Search code examples
pythonauthenticationweb-scrapingweb-crawlerurllib

Is there any way for make a log in website by python


I want to make a Login, and then crawling this site.

I made a login by python so that I have to get salaries for every class(level of employee).

Login url = https://www.jobplanet.co.kr/users/sign_in every class salary url = https://www.jobplanet.co.kr/companies/20575/salaries/

from bs4 import BeautifulSoup
import urllib, http.cookiejar
cj = http.cookiejar.LWPCookieJar()
opener = urllib.request.build_opener(urllib.request.HTTPCookieProcessor(cj)) 
urllib.request.install_opener(opener)

headers = {'User-Agent': 'Mozilla/5.0'}

params = urllib.parse.urlencode({"mode":"login", "user_email":"*******", "user_password":"******"})
params = params.encode('utf-8')
req = urllib.request.Request("https://www.jobplanet.co.kr/users/sign_in", headers=headers)
rej = urllib.request.Request("https://www.jobplanet.co.kr/companies/20575/salaries/", headers=headers)
res = opener.open(rej)

html = res.read()

Solution

  • You have to find out the urlLogin, aurlAuth and urlBd (urlbody) from which you want to pull the source code.
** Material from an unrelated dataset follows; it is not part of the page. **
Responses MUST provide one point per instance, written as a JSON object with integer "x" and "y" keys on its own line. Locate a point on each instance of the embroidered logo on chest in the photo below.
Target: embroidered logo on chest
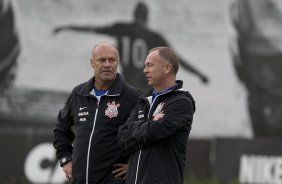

You can use Chrome or Firefox devtools (F12 key on windows).

    You have urlLogin but aurlAuth could be different, use browser's devtool and do actual login, when you hit Login button you will see requests details in network tab. (Don't forget to click Network checkbox)

    import requests
    
    urlLogin = 'https://example.com/jsp/login.jsp'
    urlAuth = 'https://example.com/CheckLoginServlet'
    urlBd = 'https://example.com/jsp/batchdownload.jsp'
    payload = {
        "username": "username",
        "password": "password"
    }
    
    # Session will be closed at the end of with block
    with requests.Session() as s:
        s.get(urlLogin)
        headers = s.cookies.get_dict()
        print(f"Session cookies {headers}")
        # Use headers if you want to append your own headers to default
        r1 = s.post(urlAuth, data=payload, headers=headers)
        # Here header is optional, code could be 
        # r1 = s.post(urlAuth, data=payload) 
        print(f'MainFrame text:::: {r1.status_code}')  #200
    
        r2 = s.post(urlBd, data=payload)
        print(f'MainFrame text:::: {r2.status_code}')  #200
        print(f'MainFrame text:::: {r2.text}')  #page source
    
        # 3. Again cookies will be used through session to access batch download page
        r2 = s.post(config['access-url'])
        print(f'Batch Download status:::: {r2.status_code}')  #200
        source_code = r2.text
        # print(f'Batch Download source:::: {source_code}')